Le point sur l’édition 2015 et le parcours du festival avec la co-fondatrice et responsable artistique de Premières, Barbara Engelhardt.
Cela fait maintenant dix ans que le Festival Premières offre aux jeunes metteurs en scène européens un tremplin vers le monde du théâtre. La coopération entre d’une part les deux institutions strasbourgeoises que sont Le Maillon et le TNS et d’autre part le Badisches Staatstheater de Karlsruhe est un modèle du genre. Nous avons rencontré
Qu’est-ce qui fut à l’origine de la création du festival Premières en 2005 ?
Lorsque Bernard Fleury est devenu le nouveau directeur du Maillon, on s’est demandé ce que l’on pouvait faire avec ce que Strasbourg avait de spécifique en matière de théâtre. Bernard Fleury est quelqu’un qui pense par synergies, il se tourne tout de suite vers des partenaires potentiels, et il avait envie de développer des projets en commun avec le TNS. J’ai alors mis sur pied un concept qui tient à la fois compte du caractère international du Maillon et de la spécificité du TNS. À l’époque, le TNS était l’une des rares scènes en France à disposer d’une école de théâtre offrant une formation à la mise en scène. Cela fait maintenant dix ans que ce concept interactif est reconduit. La France est un pays très ouvert au monde du théâtre. On y voit beaucoup de spectacles et d’artistes internationaux. Or il y a très peu de festivals européens qui se concentrent sur la mise en scène et sur la nouvelle génération appelée à prendre le relais.
Strasbourg, ville européenne, a tout de suite montré de l’intérêt pour la création d’un horizon européen, sans parler de l‘intérêt du public toujours présent. Ce festival s’est fait un nom dans le paysage européen du théâtre. Dans cette mesure, il est aussi d’un grand intérêt pour les spectateurs professionnels venus de toute l‘Europe.
Comment procédez-vous pour choisir les futurs metteurs en scène ? Vous avez des critères précis ?
Il y a un critère très simple. Les artistes ou les compagnies ne doivent pas avoir plus de cinq travaux à leur actif élaborés dans un cadre professionnel à la fin de leurs études ou de leur formation. C’est le point de départ.
Le festival s’est-il transformé au fil des années, notamment en ce qui concerne les thèmes présentés ?
Ce n’est pas un festival à thèmes. Mais on retrouve évidemment toujours les questions qui ont des points de convergence par-delà les pays. C’est bien de voir qu’il existe un écho entre les différentes productions, perceptible aussi par le public. Il y a également certains ensembles thématiques qui ressortent, ceux qui sont marqués par l’actualité et la conscience politique.
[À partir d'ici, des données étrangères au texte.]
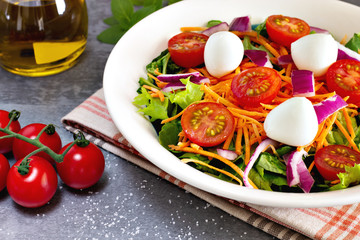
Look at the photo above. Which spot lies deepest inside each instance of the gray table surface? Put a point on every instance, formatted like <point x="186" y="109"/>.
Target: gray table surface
<point x="128" y="202"/>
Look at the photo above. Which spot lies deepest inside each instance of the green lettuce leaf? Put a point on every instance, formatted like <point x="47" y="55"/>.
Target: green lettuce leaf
<point x="151" y="107"/>
<point x="191" y="94"/>
<point x="351" y="176"/>
<point x="169" y="132"/>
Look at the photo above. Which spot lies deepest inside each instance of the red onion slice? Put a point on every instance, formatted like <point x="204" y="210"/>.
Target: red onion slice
<point x="285" y="59"/>
<point x="241" y="24"/>
<point x="177" y="77"/>
<point x="327" y="107"/>
<point x="217" y="28"/>
<point x="303" y="83"/>
<point x="347" y="53"/>
<point x="297" y="172"/>
<point x="259" y="57"/>
<point x="259" y="149"/>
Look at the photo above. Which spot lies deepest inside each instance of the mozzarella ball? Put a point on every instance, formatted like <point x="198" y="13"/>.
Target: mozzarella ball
<point x="314" y="52"/>
<point x="293" y="122"/>
<point x="223" y="53"/>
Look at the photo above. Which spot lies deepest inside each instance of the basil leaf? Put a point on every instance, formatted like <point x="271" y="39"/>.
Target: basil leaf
<point x="122" y="10"/>
<point x="111" y="35"/>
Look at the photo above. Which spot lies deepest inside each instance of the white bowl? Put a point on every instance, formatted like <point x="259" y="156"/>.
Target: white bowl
<point x="145" y="41"/>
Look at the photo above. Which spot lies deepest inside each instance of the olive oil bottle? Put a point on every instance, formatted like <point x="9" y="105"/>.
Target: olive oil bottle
<point x="41" y="37"/>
Les artistes doivent s’assurer d’une chose : quel est le domaine d’expérience qui me pousse à faire du théâtre ? Comment est-ce que je peux faire le lien entre ma conscience politique et les réflexions plus larges et plus générales qui dépassent mon propre horizon et acquièrent de ce fait une autre expressivité ?
Cette année aussi on voit émerger de nombreux sujets d’actualité comme, par exemple, celui de l’euthanasie.
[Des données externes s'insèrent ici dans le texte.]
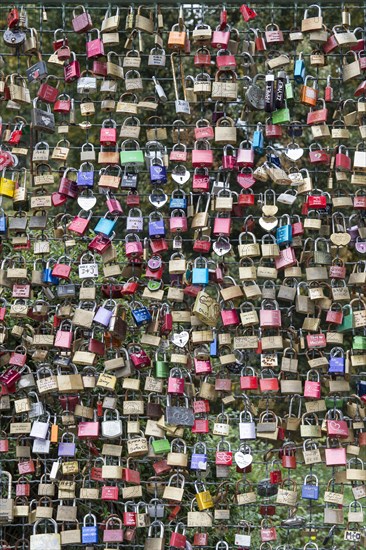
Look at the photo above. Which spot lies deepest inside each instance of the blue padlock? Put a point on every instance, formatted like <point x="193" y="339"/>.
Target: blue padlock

C’est exact, il y a toujours des sujets d’actualité. On ne demande pas aux jeunes artistes de faire des analyses précises de la situation politique, mais ils devraient inciter les gens à affronter certaines questions. C’est ce qui donne toute sa pertinence au théâtre. C’est quand même l’une des formes artistiques qui, grâce à son jeu et sa diversité, est la plus à même de mettre le doigt sur la plaie, invitant ainsi le public à réfléchir à certaines choses.
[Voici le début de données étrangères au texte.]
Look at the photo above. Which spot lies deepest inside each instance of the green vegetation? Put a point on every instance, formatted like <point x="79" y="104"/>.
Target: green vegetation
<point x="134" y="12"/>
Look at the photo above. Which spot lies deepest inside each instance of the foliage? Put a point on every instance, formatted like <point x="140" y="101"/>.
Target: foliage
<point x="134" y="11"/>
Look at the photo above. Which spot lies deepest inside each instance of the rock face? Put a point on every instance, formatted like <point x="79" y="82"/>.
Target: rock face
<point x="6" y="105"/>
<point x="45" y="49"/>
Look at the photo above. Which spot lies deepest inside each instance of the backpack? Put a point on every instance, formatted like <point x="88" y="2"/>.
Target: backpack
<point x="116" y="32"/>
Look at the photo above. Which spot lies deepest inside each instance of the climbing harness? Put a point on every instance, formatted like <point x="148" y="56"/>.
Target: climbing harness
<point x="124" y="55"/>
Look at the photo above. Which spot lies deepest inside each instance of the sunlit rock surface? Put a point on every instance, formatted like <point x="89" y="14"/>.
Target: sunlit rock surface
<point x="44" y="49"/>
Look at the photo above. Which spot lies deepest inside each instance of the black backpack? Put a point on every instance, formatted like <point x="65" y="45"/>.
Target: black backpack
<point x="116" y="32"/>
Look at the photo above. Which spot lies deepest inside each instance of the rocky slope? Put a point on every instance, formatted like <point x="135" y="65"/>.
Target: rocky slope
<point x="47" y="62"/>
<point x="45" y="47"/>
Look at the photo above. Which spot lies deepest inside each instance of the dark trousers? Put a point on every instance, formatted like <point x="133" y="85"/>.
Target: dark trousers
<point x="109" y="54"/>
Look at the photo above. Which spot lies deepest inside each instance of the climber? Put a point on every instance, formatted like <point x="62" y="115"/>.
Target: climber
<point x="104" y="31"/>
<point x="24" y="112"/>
Quelles différences régionales y a-t-il chez les jeunes metteurs en scène de l’actuel festival ?
Le festival Premières montre bien les différentes façons de faire du théâtre en Europe. Il révèle quelle part jouent les traditions, les formes de jeu, la compréhension que chaque metteur en scène a de son rôle, quand il s’agit d’aborder une œuvre. Cette diversité reflète les possibilités et les conditions de travail qui varient d’une région à l’autre. Chacun arrive avec sa propre histoire et une certaine formation, et il se confronte à des traditions et des structures spécifiques à un pays. Les metteurs en scène se réfèrent à différents courants théâtraux, parfois c’est la culture de la performance qui domine, parfois ce sont des façons de jouer qui relèvent de concepts plus classiques comme ceux de Stanislavski. C’est cet éventail très large et parfois étonnant de disparités, qui fait toute la valeur du théâtre européen. Il faut dire qu’entre-temps tout le monde sait ce que fait tout le monde grâce à la mise en réseau globale via Internet.
Propos recueillis par Sarah Obertreis.